A tongue-in-cheek guide for journalists on the Catholic beat offers a critique of papal media coverage in "Britain's leading Catholic newspaper," the Catholic Herald:
If in doubt, be vague and waffly about the purpose of any protests – especially if there doesn’t appear to be one. Those nice Christian folk only “turn the other cheek” anyway; not like the protesters, who, if they don’t get due praise and coverage, will bombard your switchboard with anguished complaints and flood the blogosphere with manufactured outrage at your lack of thoroughness.
Any rumour of a potential walk-out from politicians or other religious leaders in response to an appearance by Pope should be reported as fact - in other words, as though it had already happened. Don’t correct your story if it turns out only that a tiny proportion of the loonier fringes of Government failed to show up. That’s just splitting hairs.
Deploy the trinity of divided, divisive and division. These words should be on the tip of your tongue at all times. Remember, the Pope’s opinions are dangerous and alarming: don’t let him get away with expressing an opinion without slathering your copy in withering invective. It’s also useful to mash up different sorts of Christianity: the readers don’t know the difference between Archbishop Rowan Williams and Archbishop Vincent Nichols anyway, and it helps to convey the sense that the Church is fractured and damaged.
Read the full piece here.
Undoubtedly, there are slacker journalists out there writing about the Pope. But some of the slackers appear to be just going with the Vatican line, either to preserve their access to sources, their jobs, or both.

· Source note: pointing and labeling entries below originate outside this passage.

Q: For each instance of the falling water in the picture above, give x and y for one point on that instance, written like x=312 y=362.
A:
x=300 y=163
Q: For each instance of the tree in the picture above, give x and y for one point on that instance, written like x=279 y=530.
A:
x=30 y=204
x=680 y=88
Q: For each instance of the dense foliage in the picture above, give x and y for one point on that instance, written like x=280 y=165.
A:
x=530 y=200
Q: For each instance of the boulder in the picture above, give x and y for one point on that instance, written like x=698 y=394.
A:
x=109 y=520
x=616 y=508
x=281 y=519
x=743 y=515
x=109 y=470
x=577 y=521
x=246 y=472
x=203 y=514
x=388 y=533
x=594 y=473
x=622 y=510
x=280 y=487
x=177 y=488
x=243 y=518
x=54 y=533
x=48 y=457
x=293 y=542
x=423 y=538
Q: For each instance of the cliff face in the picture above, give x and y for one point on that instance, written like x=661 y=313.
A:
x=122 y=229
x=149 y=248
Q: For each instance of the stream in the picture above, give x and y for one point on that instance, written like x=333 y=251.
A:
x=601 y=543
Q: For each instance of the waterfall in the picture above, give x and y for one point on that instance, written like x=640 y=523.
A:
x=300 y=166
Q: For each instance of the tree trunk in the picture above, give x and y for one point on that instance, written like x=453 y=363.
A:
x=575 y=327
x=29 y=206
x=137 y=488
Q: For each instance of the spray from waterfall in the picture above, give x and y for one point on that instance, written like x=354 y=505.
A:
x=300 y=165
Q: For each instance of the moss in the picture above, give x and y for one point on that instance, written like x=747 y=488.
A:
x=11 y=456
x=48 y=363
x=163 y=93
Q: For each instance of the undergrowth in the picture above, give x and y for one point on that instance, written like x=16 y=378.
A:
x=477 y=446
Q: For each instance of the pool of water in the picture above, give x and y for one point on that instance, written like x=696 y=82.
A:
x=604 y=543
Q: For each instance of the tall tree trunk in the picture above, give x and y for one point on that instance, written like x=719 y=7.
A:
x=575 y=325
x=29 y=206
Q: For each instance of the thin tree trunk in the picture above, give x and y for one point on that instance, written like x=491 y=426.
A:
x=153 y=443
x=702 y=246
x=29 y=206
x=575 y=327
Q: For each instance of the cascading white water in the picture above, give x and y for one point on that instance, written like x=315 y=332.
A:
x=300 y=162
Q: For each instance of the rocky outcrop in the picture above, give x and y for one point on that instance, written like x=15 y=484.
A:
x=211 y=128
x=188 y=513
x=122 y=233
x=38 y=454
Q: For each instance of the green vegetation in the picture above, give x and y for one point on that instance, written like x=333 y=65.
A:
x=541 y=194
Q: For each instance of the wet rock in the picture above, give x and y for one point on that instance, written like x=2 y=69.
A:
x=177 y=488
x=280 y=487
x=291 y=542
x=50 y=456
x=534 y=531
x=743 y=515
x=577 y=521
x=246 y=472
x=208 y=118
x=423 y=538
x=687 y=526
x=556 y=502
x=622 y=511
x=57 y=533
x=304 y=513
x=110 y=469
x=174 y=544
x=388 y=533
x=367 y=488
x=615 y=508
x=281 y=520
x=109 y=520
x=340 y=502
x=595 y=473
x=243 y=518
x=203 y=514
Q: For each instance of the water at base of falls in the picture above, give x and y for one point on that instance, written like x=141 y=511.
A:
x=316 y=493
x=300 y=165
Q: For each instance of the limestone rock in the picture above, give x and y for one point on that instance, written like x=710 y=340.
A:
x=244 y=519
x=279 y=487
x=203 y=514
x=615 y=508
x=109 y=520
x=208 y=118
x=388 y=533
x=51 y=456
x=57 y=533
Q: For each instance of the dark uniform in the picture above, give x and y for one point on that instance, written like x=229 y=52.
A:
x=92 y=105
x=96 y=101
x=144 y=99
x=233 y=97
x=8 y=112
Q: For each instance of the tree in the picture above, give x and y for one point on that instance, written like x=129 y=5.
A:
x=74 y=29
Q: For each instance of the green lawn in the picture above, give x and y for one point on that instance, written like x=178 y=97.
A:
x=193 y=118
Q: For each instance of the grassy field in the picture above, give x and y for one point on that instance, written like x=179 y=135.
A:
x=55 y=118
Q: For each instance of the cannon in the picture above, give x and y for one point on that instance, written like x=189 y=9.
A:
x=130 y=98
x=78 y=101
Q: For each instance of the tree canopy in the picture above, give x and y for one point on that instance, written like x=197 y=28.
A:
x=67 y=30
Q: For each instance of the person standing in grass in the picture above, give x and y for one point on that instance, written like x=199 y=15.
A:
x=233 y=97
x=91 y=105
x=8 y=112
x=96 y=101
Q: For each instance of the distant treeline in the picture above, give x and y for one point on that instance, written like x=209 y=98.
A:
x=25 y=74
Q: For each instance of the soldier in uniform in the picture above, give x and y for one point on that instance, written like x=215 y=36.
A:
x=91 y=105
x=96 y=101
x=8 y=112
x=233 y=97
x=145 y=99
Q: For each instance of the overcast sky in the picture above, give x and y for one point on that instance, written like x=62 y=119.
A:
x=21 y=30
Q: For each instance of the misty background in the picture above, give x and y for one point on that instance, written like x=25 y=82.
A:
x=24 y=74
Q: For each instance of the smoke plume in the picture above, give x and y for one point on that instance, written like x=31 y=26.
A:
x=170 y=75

http://www.spiegel.de/international/germany/0,1518,788388,00.html
Fiona Ehlers describes an informal visual opinion poll in Freiburg of "tens of thousands of young people" conducted visually, using red and green clap sticks that had been handed out to the crowd. "The Vatican journalists who'd tagged along on the journey seemed stunned..."
This incident hasn't been reported in any of the coverage in U.S. outlets that I've seen so far. Should we dismiss it as an example of the ignorant, anti-Catholic reporting Yiannopoulos seeks to lampoon? Or perhaps there's another narrative at work among Catholic journalists, similar to the story of the Emperor's New Clothes?